Dalam beberapa tahun terakhir, mereka menjadi lebih canggih, terorganisir, dan ambisius.
Geng kriminal diperkirakan mendulang puluhan juta dolar setiap tahun, dengan menghabiskan waktu dan sumber daya untuk menyasar dan menyerang perusahaan besar atau lembaga publik untuk bayaran besar, kadang-kadang sampai jutaan dolar.
Brett Callow telah mengamati taktik ransomware selama bertahun-tahun. Dia melihat ada perubahan metode pada akhir 2019.
"Dahulu data hanya dienkripsi untuk mengganggu suatu perusahaan, tapi kemudian kami mulai melihat data tersebut diunduh oleh para hacker.
"Ini berarti mereka dapat meminta duit tebusan yang lebih besar kepada korban karena sekarang ada ancaman data tersebut akan dijual ke pihak lain."
Sulit dilawan
Tren terbaru ini telah membuat para pakar khawatir karena sulit dilawan.
Simpanan cadangan data perusahaan yang memadai dapat membantu perusahaan untuk pulih dari serangan ransomware, namun itu tidak cukup ketika para hacker menggunakan taktik ransomware.
Konsultan keamanan siber Lisa Ventura berkata: "Pegawai tidak boleh menyimpan apapun yang dapat mencederai reputasi perusahaan di server kantor.
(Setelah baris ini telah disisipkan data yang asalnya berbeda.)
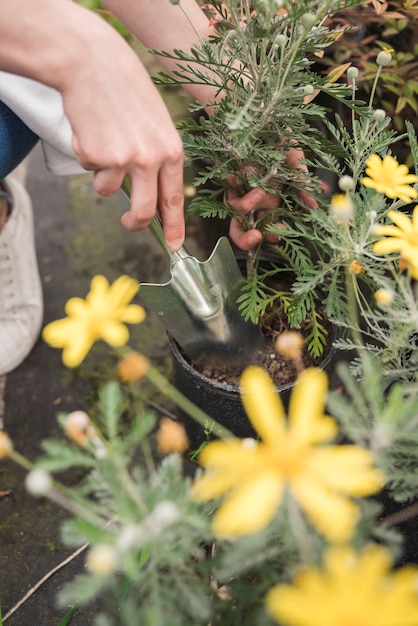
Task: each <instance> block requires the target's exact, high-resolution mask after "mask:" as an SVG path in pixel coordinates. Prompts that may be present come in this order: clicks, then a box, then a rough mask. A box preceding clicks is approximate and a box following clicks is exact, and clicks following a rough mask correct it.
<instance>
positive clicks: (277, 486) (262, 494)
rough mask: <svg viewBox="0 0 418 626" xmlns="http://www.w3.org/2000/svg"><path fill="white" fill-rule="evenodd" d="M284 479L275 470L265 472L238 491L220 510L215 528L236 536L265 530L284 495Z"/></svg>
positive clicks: (216, 529)
mask: <svg viewBox="0 0 418 626" xmlns="http://www.w3.org/2000/svg"><path fill="white" fill-rule="evenodd" d="M283 489H284V486H283V482H282V481H280V479H278V477H277V474H275V473H274V472H264V473H262V474H261V475H259V476H256V477H255V478H254V479H253V480H252V481H248V482H247V483H246V484H245V485H242V486H241V487H240V488H239V489H238V490H237V491H235V492H234V493H233V494H232V495H231V496H230V497H229V498H228V499H227V500H226V501H225V502H224V503H223V504H222V505H221V506H220V507H219V509H218V510H217V512H216V513H215V515H214V518H213V530H214V532H215V534H216V535H217V536H218V537H224V538H232V537H237V536H240V535H251V534H254V533H257V532H260V531H261V530H263V529H264V528H265V527H266V526H267V525H268V524H269V523H270V522H271V520H272V519H273V517H274V515H275V513H276V511H277V508H278V506H279V504H280V502H281V499H282V496H283Z"/></svg>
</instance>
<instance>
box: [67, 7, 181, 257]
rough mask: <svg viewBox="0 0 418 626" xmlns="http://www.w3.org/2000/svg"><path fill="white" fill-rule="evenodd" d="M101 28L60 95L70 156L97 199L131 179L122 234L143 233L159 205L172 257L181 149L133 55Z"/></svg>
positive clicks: (179, 183) (144, 72)
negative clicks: (64, 116)
mask: <svg viewBox="0 0 418 626" xmlns="http://www.w3.org/2000/svg"><path fill="white" fill-rule="evenodd" d="M88 14H90V12H88ZM100 21H101V22H103V20H100ZM103 24H104V26H105V27H106V32H105V33H104V31H103V29H101V28H100V29H97V32H96V33H94V32H93V33H91V40H92V41H93V42H94V47H95V48H96V52H92V51H89V54H88V55H87V54H86V55H85V57H86V58H85V61H84V63H83V64H81V65H80V64H78V65H77V66H76V67H75V68H73V67H72V68H71V70H72V71H71V74H70V75H69V76H67V78H66V80H65V81H64V84H63V85H62V86H61V89H60V90H61V93H62V95H63V101H64V109H65V111H66V114H67V115H68V118H69V120H70V123H71V126H72V131H73V141H72V146H73V150H74V152H75V153H76V155H77V157H78V160H79V162H80V164H81V165H82V167H84V168H85V169H87V170H92V171H93V172H94V187H95V189H96V191H97V192H98V193H100V194H101V195H104V196H110V195H112V194H114V193H115V192H116V191H117V190H118V189H119V188H120V186H121V184H122V181H123V179H124V178H125V176H127V177H128V178H129V180H130V182H131V194H130V198H131V207H130V210H129V211H128V212H127V213H125V214H124V215H123V216H122V218H121V221H122V223H123V225H124V226H125V227H126V228H127V229H128V230H131V231H137V230H142V229H143V228H145V227H147V226H148V224H149V223H150V221H151V219H152V217H153V216H154V213H155V212H156V210H157V205H158V210H159V213H160V216H161V219H162V223H163V230H164V236H165V239H166V241H167V245H168V246H169V247H170V248H171V249H172V250H177V249H178V248H179V247H180V246H181V245H182V243H183V241H184V229H185V227H184V209H183V147H182V142H181V139H180V136H179V134H178V132H177V130H176V128H175V126H174V124H173V122H172V120H171V117H170V115H169V112H168V110H167V108H166V106H165V104H164V102H163V100H162V98H161V96H160V95H159V93H158V90H157V89H156V87H155V86H154V84H153V83H152V81H151V79H150V77H149V75H148V73H147V71H146V69H145V68H144V67H143V65H142V64H141V62H140V61H139V59H138V57H137V55H136V54H135V53H134V52H133V51H132V50H131V48H130V47H129V46H128V44H126V43H125V41H124V40H123V39H122V38H121V37H120V36H119V35H118V34H117V33H116V31H114V30H113V29H112V28H111V27H109V26H108V25H107V24H105V23H104V22H103ZM99 31H100V32H99ZM105 42H106V45H105ZM101 44H102V45H101Z"/></svg>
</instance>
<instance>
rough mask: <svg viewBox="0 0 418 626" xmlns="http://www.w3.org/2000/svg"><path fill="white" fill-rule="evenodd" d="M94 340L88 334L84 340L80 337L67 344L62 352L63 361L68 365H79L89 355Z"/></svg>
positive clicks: (93, 342) (75, 365)
mask: <svg viewBox="0 0 418 626" xmlns="http://www.w3.org/2000/svg"><path fill="white" fill-rule="evenodd" d="M93 343H94V341H92V340H91V339H90V338H88V337H87V336H86V337H85V338H84V340H83V339H82V338H81V337H79V338H78V340H77V341H73V342H72V343H70V344H68V345H67V346H65V348H64V350H63V353H62V362H63V363H64V365H65V366H66V367H77V366H78V365H80V363H82V362H83V361H84V359H85V357H86V356H87V354H88V352H89V351H90V348H91V347H92V345H93Z"/></svg>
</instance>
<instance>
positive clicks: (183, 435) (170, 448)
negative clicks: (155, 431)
mask: <svg viewBox="0 0 418 626" xmlns="http://www.w3.org/2000/svg"><path fill="white" fill-rule="evenodd" d="M157 446H158V451H159V452H160V454H170V453H171V452H178V453H180V454H181V453H182V452H185V451H186V450H187V448H188V447H189V440H188V438H187V435H186V431H185V429H184V426H183V424H180V423H179V422H175V421H174V420H172V419H170V418H169V417H162V418H161V420H160V426H159V429H158V432H157Z"/></svg>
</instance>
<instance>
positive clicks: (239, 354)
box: [122, 181, 264, 371]
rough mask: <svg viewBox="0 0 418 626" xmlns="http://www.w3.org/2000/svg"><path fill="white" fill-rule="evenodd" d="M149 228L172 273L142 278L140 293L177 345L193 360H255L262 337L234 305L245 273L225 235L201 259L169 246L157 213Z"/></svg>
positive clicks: (128, 182) (261, 349)
mask: <svg viewBox="0 0 418 626" xmlns="http://www.w3.org/2000/svg"><path fill="white" fill-rule="evenodd" d="M129 190H130V184H129V181H125V182H124V183H123V185H122V191H123V192H124V194H125V195H126V196H127V197H128V198H129V197H130V194H129ZM150 229H151V231H152V233H153V235H154V236H155V238H156V239H157V241H158V243H159V244H160V245H161V247H162V249H163V250H164V252H165V253H166V254H167V256H168V258H169V261H170V270H171V278H170V280H169V281H168V282H167V283H165V284H162V285H159V284H157V285H154V284H150V283H141V287H140V296H141V297H142V299H143V300H144V302H145V303H146V304H147V305H148V306H149V308H150V309H151V310H152V311H153V312H154V313H155V314H156V315H157V316H158V317H159V318H160V320H161V321H162V323H163V324H164V326H165V327H166V329H167V330H168V331H169V333H170V334H171V335H172V336H173V337H174V339H175V340H176V341H177V343H178V344H179V346H180V347H181V348H182V349H183V351H184V352H185V353H186V354H187V355H188V356H189V357H190V358H191V359H192V360H193V362H194V363H195V364H196V365H200V364H203V363H206V364H208V363H209V364H210V365H211V366H212V367H213V366H216V367H220V368H222V369H225V370H226V369H228V370H234V371H240V370H242V369H243V367H245V366H246V365H249V364H250V363H251V362H256V361H257V360H258V357H259V355H260V352H261V351H262V350H263V347H264V339H263V336H262V333H261V330H260V329H259V328H258V326H255V325H254V324H253V323H252V322H249V321H245V320H244V318H243V316H242V314H241V313H240V311H239V310H238V305H237V298H238V296H239V295H240V288H241V286H242V284H243V277H242V274H241V271H240V268H239V266H238V263H237V260H236V258H235V255H234V252H233V250H232V247H231V244H230V243H229V241H228V239H227V238H226V237H222V238H221V239H219V241H218V243H217V244H216V246H215V249H214V251H213V252H212V254H211V256H210V257H209V259H208V260H207V261H204V262H202V261H199V260H198V259H196V258H195V257H193V256H191V255H190V254H189V253H188V252H187V250H185V249H184V248H180V250H178V251H177V252H171V250H170V249H169V248H168V247H167V244H166V242H165V239H164V235H163V230H162V225H161V221H160V218H159V217H158V215H155V216H154V218H153V220H152V222H151V223H150Z"/></svg>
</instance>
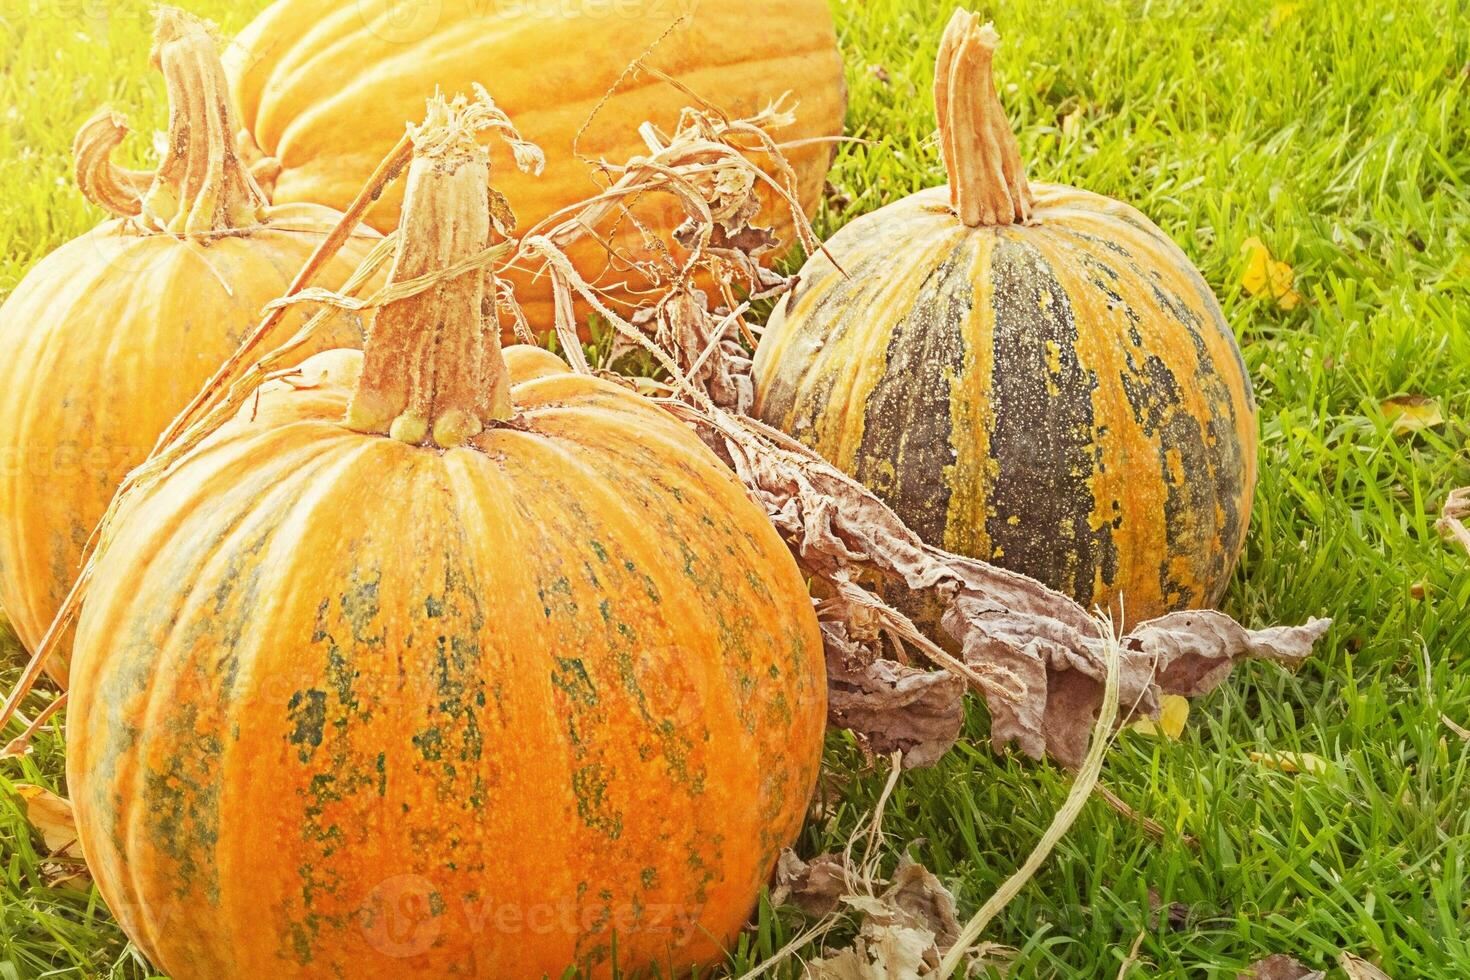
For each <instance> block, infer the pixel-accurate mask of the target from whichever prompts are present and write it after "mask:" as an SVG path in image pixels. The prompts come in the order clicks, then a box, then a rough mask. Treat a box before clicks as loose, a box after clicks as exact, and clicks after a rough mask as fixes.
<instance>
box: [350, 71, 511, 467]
mask: <svg viewBox="0 0 1470 980" xmlns="http://www.w3.org/2000/svg"><path fill="white" fill-rule="evenodd" d="M465 110H466V104H465V103H463V100H456V101H454V103H445V101H444V98H441V97H437V98H435V100H434V101H431V103H429V115H428V118H426V119H425V122H423V125H422V126H419V128H417V129H416V131H415V134H413V144H415V151H413V163H410V165H409V185H407V190H406V192H404V206H403V217H401V219H400V225H398V251H397V254H395V256H394V263H392V273H391V276H390V284H400V282H406V281H409V279H417V278H420V276H428V275H434V273H437V272H440V270H442V269H445V267H448V266H453V264H454V263H457V262H463V260H467V259H470V257H473V256H476V254H479V253H482V251H484V250H485V248H487V247H488V245H490V237H491V209H490V154H488V153H487V150H485V148H484V147H481V145H479V143H476V140H475V129H473V128H472V125H467V122H466V119H465V115H463V113H465ZM494 297H495V281H494V273H491V272H490V270H488V269H470V270H469V272H465V273H462V275H459V276H453V278H445V279H442V281H441V282H438V284H435V285H434V287H432V288H429V289H425V291H423V292H419V294H416V295H412V297H409V298H406V300H398V301H397V303H391V304H388V306H385V307H382V309H381V310H379V311H378V316H376V319H375V322H373V326H372V331H370V334H369V336H368V344H366V348H365V353H363V373H362V381H360V382H359V385H357V392H356V394H354V395H353V401H351V406H350V407H348V410H347V426H348V428H351V429H356V430H359V432H375V433H384V435H391V436H392V438H394V439H398V441H401V442H410V444H415V445H419V444H423V442H425V441H428V439H432V442H434V444H435V445H438V447H441V448H454V447H459V445H465V444H466V442H469V441H470V439H473V438H475V436H476V435H479V433H481V432H482V430H484V429H485V426H488V425H490V423H492V422H497V420H506V419H510V417H512V416H513V414H514V410H513V407H512V404H510V379H509V375H507V370H506V359H504V356H503V354H501V350H500V325H498V320H497V317H495V314H494Z"/></svg>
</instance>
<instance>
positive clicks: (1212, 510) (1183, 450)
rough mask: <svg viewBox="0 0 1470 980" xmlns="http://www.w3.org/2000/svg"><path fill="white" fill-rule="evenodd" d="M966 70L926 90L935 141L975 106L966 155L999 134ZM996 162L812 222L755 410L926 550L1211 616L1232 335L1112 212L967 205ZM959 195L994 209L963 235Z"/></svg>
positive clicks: (768, 354)
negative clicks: (955, 94)
mask: <svg viewBox="0 0 1470 980" xmlns="http://www.w3.org/2000/svg"><path fill="white" fill-rule="evenodd" d="M956 19H957V21H960V22H961V24H958V32H957V34H954V32H951V34H950V35H947V41H945V46H942V47H941V71H939V76H941V81H945V79H950V78H956V75H954V73H953V72H951V71H947V68H953V65H950V63H947V62H945V59H944V51H945V48H947V47H950V46H951V44H956V43H957V38H958V37H963V34H964V32H966V31H967V29H969V28H970V19H973V15H963V16H961V13H957V15H956ZM951 31H954V28H951ZM986 31H988V28H986ZM991 37H992V38H994V32H991ZM980 44H982V41H979V40H976V41H973V46H972V48H970V54H969V57H972V59H973V57H976V54H975V53H976V50H978V48H979V47H980ZM991 44H994V40H992V41H991ZM950 50H956V48H950ZM964 68H967V69H969V71H970V79H972V84H970V85H967V87H964V88H963V91H958V93H957V94H956V96H954V97H953V98H951V97H950V94H948V93H947V91H945V93H941V100H939V101H941V132H945V131H950V129H951V128H953V129H960V128H963V126H964V125H966V123H969V122H972V120H973V119H976V118H979V119H980V120H982V128H983V125H992V126H994V132H995V134H998V135H992V138H991V140H989V141H978V144H979V145H980V147H982V148H985V147H989V148H991V150H992V151H995V148H998V147H1004V145H1007V143H1008V144H1010V145H1011V147H1013V145H1014V137H1013V135H1011V134H1010V131H1008V126H1007V123H1005V122H1004V116H1003V115H1001V113H1000V106H998V103H997V101H995V96H994V88H992V87H991V81H989V60H988V56H986V57H985V59H983V60H982V62H978V63H975V62H972V63H970V65H967V66H964ZM978 72H982V73H978ZM976 78H979V79H982V84H979V85H976V84H973V79H976ZM960 81H961V82H963V81H966V79H964V78H963V75H961V76H960ZM978 96H983V98H982V100H980V101H979V104H976V101H975V97H978ZM951 109H953V110H954V112H953V115H951V113H950V110H951ZM961 135H963V134H961ZM961 143H963V141H961ZM947 145H948V144H947ZM961 148H964V147H963V145H961ZM966 151H970V150H966ZM960 162H961V163H969V162H967V160H963V159H961V160H960ZM1017 167H1019V157H1016V159H1014V162H1005V165H1003V163H998V162H992V165H991V166H982V167H978V169H976V170H966V169H964V167H960V169H957V170H956V172H957V173H958V175H960V176H961V178H966V176H969V178H970V181H972V182H970V184H969V185H964V184H961V185H960V187H956V185H954V182H951V185H948V187H938V188H931V190H925V191H920V192H917V194H913V195H910V197H907V198H904V200H900V201H897V203H894V204H889V206H886V207H883V209H881V210H878V212H873V213H870V215H864V216H863V217H858V219H857V220H854V222H851V223H850V225H847V226H845V228H844V229H842V231H841V232H838V234H836V235H833V237H832V239H829V241H828V242H826V248H825V251H823V253H820V254H816V256H813V257H811V259H810V262H808V263H807V264H806V267H804V269H803V270H801V273H800V275H801V285H800V287H798V289H797V291H795V292H792V294H791V295H788V297H786V298H785V301H784V303H782V306H779V307H778V309H776V311H775V313H773V316H772V320H770V323H769V325H767V329H766V334H764V335H763V336H761V342H760V348H759V350H757V354H756V363H754V376H756V414H757V416H759V417H761V419H763V420H766V422H767V423H770V425H773V426H776V428H781V429H784V430H786V432H789V433H791V435H794V436H795V438H798V439H800V441H803V442H804V444H807V445H810V447H811V448H813V450H816V451H819V453H820V454H822V455H825V457H826V458H828V460H831V461H832V463H833V464H835V466H838V467H841V469H844V470H845V472H848V473H851V475H853V476H854V478H857V479H858V480H861V482H863V483H866V485H867V486H869V488H872V489H873V491H875V492H876V494H878V495H879V497H882V498H883V500H885V501H886V502H888V504H889V505H891V507H892V508H894V510H895V511H897V513H898V516H900V517H903V519H904V522H906V523H907V525H908V526H910V527H913V529H914V530H916V532H917V533H919V535H922V536H923V538H925V539H926V541H928V542H929V544H933V545H938V547H942V548H947V550H950V551H956V552H961V554H967V555H973V557H976V558H980V560H985V561H994V563H995V564H1000V566H1004V567H1007V569H1011V570H1014V572H1022V573H1025V574H1029V576H1030V577H1033V579H1039V580H1041V582H1044V583H1047V585H1050V586H1051V588H1054V589H1057V591H1058V592H1064V594H1067V595H1070V597H1072V598H1075V599H1076V601H1078V602H1080V604H1082V605H1083V607H1088V608H1091V607H1092V605H1103V607H1104V608H1108V610H1111V611H1113V613H1114V616H1117V614H1119V608H1120V607H1119V602H1120V601H1122V616H1120V619H1123V617H1126V619H1127V621H1142V620H1147V619H1152V617H1155V616H1161V614H1164V613H1169V611H1175V610H1180V608H1197V607H1201V605H1214V604H1217V602H1219V601H1220V599H1222V597H1223V594H1225V589H1226V588H1227V585H1229V582H1230V574H1232V572H1233V569H1235V563H1236V560H1238V558H1239V555H1241V550H1242V548H1244V544H1245V533H1247V529H1248V526H1250V519H1251V504H1252V497H1254V491H1255V478H1257V469H1255V467H1257V463H1255V448H1257V416H1255V398H1254V394H1252V391H1251V381H1250V376H1248V373H1247V369H1245V363H1244V361H1242V359H1241V351H1239V347H1238V345H1236V341H1235V334H1233V332H1232V329H1230V326H1229V323H1227V322H1226V319H1225V314H1223V313H1222V310H1220V304H1219V303H1217V301H1216V298H1214V295H1213V294H1211V291H1210V287H1208V285H1207V284H1205V281H1204V278H1202V276H1201V275H1200V272H1198V270H1197V269H1195V267H1194V264H1192V263H1191V262H1189V259H1188V257H1186V256H1185V253H1183V251H1182V250H1180V248H1179V247H1177V245H1176V244H1175V242H1173V241H1170V238H1169V237H1167V235H1166V234H1164V232H1163V231H1160V229H1158V226H1155V225H1154V223H1152V222H1151V220H1148V217H1145V216H1144V215H1142V213H1139V212H1138V210H1135V209H1133V207H1129V206H1127V204H1122V203H1119V201H1113V200H1108V198H1105V197H1101V195H1098V194H1091V192H1088V191H1080V190H1075V188H1069V187H1060V185H1051V184H1036V185H1030V187H1029V188H1028V187H1026V184H1025V181H1023V178H1022V179H1020V182H1019V187H1017V194H1016V198H1014V200H1013V198H1011V197H1010V195H1008V194H1007V192H1003V194H1000V195H998V197H991V198H986V197H985V192H986V191H991V192H994V188H992V187H989V185H988V184H986V181H988V179H989V178H991V175H1001V173H1011V175H1014V173H1016V170H1017ZM976 173H978V175H979V178H980V179H979V184H975V182H973V181H975V176H976ZM1032 188H1033V190H1032ZM972 194H973V197H972ZM1022 198H1023V200H1025V201H1026V203H1025V207H1023V210H1025V212H1028V213H1026V215H1025V220H1014V219H1016V215H1013V213H1011V210H1010V209H1011V207H1013V206H1014V201H1019V200H1022ZM957 201H958V206H960V209H961V210H963V206H967V204H969V206H973V207H975V210H976V212H979V210H980V201H985V203H992V201H1000V204H1001V209H1000V212H992V217H994V216H995V213H998V215H1000V216H1001V217H1003V220H979V219H975V223H973V225H970V223H967V222H966V220H961V217H960V213H961V210H957ZM920 614H923V613H920Z"/></svg>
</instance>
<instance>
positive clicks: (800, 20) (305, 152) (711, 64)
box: [226, 0, 847, 329]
Organisasi perlu memberikan pelatihan seputar ini kepada semua stafnya.
"Perubahan modus hacker ini meresahkan karena serangan ransomware tidak hanya menjadi lebih sering, mereka juga menjadi lebih rumit.
"Dengan mengidentifikasi faktor seperti kerusakan reputasi, mereka punya lebih banyak pengaruh untuk memeras uang dari korban."
Kurangnya laporan dari korban dan budaya menutupi kesalahan membuat dampak finansial dari ransomware sulit diperkirakan.
Para pakar di Emsisoft memperkirakan bahwa insiden ransomware pada 2020 mengakibatkan kerugian hingga $170 miliar dolar (Rp2,4 triliun) dalam bentuk pembayaran uang tebusan, penghentian operasi, dan gangguan.